The hardsuits themselves consisted of two layers. The soft, cloth-lined inner suit went directly over a person’s clothes. This layer carried the coolants circulating in microtubules drawn from tanks which were pulled from the freezer and strapped, along with the O2 packs, over the shoulders.
Then the pressure shell was assembled. Based on the hard-suits used in very deep industrial sea diving, it kept the user’s personal pressure at a comfortable one atmosphere. It was also heavy as all get-out. Despite the internally powered skeletons, every time she put one on, Helen felt like a clunky monster from outer space.
But it was all necessary. The best simulations they had suggested that a person exposed to Venus’s surface temperature and pressure would flash-burn a split second before any remaining chemical residue was squashed flat.
Finally, Helen locked down her helmet. The edges of the faceplate lit up with the various monitor readouts and the control icons. Helen had never liked the icons. They were line-of-sight controlled and she found them clumsy to use. Adrian looped the standard tool belt around her waist and stood back.
“Check one, check one, Dr. Failia.” Adrian’s voice came through her helmet’s intercom. Following routine, Helen waved her hand in front of her suit’s chest camera. “Reading you, Scarab Fourteen,” she said. The monitors in each hard-suit were slaved to the scarab for earliest possible detection of mechanical trouble.

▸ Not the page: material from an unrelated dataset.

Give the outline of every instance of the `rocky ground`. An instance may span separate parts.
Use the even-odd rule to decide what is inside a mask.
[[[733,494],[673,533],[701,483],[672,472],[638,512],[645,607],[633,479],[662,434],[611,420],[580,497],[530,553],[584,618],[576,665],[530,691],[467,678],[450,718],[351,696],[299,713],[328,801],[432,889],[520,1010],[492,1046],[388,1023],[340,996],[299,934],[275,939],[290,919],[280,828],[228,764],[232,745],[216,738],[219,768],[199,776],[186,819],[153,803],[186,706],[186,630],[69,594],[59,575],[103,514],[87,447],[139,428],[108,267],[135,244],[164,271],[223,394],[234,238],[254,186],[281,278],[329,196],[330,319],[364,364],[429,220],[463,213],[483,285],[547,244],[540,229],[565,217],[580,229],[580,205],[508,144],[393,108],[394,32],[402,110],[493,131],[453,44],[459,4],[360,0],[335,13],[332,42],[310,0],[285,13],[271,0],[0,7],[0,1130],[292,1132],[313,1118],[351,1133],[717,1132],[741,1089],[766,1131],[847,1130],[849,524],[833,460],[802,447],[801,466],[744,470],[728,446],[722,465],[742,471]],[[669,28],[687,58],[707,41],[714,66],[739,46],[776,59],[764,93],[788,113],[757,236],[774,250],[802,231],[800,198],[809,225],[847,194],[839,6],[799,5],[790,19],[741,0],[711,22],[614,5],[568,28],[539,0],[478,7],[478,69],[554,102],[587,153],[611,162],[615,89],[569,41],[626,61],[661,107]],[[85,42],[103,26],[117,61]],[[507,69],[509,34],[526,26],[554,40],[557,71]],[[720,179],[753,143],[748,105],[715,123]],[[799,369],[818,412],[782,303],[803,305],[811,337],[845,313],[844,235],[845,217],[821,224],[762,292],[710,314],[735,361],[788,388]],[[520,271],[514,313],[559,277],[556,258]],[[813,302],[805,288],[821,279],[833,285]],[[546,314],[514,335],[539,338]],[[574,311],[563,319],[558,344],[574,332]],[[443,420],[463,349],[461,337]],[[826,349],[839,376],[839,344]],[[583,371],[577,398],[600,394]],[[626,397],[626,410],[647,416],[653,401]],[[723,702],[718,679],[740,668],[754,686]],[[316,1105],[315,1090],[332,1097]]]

“And we have you, Dr. Failia,” replied Adrian, glancing at the wall monitors. “Check two, check two, Dr. Godwin.” The routine was repeated with Ben and Michael. Helen leaned against the wall and tried not to think too much about what waited outside. The picture had burned itself into her mind. It was an artificial structure, no question there. She couldn’t wait until the rest of the solar system saw it. Good God, they’d say, there was somebody else out here or there had been. Her Venus, her beautiful, misunderstood twin to Earth, housed or had housed intelligent life….
Steady Helen. Remember, you still don’t know anything.

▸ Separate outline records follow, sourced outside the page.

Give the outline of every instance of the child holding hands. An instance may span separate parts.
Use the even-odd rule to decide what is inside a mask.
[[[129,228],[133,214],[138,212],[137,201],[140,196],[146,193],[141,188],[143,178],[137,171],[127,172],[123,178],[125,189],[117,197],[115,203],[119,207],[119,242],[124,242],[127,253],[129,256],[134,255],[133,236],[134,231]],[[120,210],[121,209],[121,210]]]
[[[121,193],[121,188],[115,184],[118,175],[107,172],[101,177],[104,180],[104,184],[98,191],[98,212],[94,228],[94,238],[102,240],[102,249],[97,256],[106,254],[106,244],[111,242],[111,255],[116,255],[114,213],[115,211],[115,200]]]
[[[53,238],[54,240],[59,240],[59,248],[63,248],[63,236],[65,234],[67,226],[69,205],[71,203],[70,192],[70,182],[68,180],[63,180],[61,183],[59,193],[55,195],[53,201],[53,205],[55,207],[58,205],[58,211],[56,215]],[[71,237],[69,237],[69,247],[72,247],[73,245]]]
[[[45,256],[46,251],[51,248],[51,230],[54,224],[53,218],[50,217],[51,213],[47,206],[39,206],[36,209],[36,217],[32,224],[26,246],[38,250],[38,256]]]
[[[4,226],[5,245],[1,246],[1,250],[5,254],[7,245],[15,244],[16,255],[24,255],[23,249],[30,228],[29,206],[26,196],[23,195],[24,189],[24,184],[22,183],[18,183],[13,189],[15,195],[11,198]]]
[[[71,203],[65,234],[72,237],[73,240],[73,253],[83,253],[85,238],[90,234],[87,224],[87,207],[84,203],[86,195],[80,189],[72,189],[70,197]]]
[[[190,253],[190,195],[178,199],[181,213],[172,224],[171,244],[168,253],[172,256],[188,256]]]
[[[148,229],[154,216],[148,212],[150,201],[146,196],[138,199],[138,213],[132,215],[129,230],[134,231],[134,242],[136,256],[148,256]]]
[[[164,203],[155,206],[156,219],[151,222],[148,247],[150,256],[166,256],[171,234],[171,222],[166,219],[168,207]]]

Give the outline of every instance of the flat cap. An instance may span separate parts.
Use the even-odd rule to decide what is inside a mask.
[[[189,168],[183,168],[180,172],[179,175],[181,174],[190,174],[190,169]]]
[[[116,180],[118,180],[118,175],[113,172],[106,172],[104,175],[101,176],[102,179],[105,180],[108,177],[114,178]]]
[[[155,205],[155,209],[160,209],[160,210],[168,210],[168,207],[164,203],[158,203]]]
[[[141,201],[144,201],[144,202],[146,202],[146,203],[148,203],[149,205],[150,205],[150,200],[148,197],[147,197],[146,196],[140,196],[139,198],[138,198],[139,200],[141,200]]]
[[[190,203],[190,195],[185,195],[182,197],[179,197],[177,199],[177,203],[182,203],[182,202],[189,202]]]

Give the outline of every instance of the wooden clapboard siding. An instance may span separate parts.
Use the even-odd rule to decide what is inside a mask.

The checks on Ben’s and Michael’s suits came up green, and Adrian let them all move into the airlock. He swung the hatch shut behind them. The suits maintained pressure for their inhabitants, but the airlock had to equalize the pressure inside and outside before the hatch would open. That meant pumping the room up to a full ninety atmospheres worth of pressure.
As the pump started chugging, Ben turned toward Helen. “Well, it’s either aliens or the biggest practical joke in human history.”
“If we open it up and a bunch of those springy worms fly out, we’ll know, right?” said Michael, carefully bending his knees to sit on a bench he couldn’t quite see.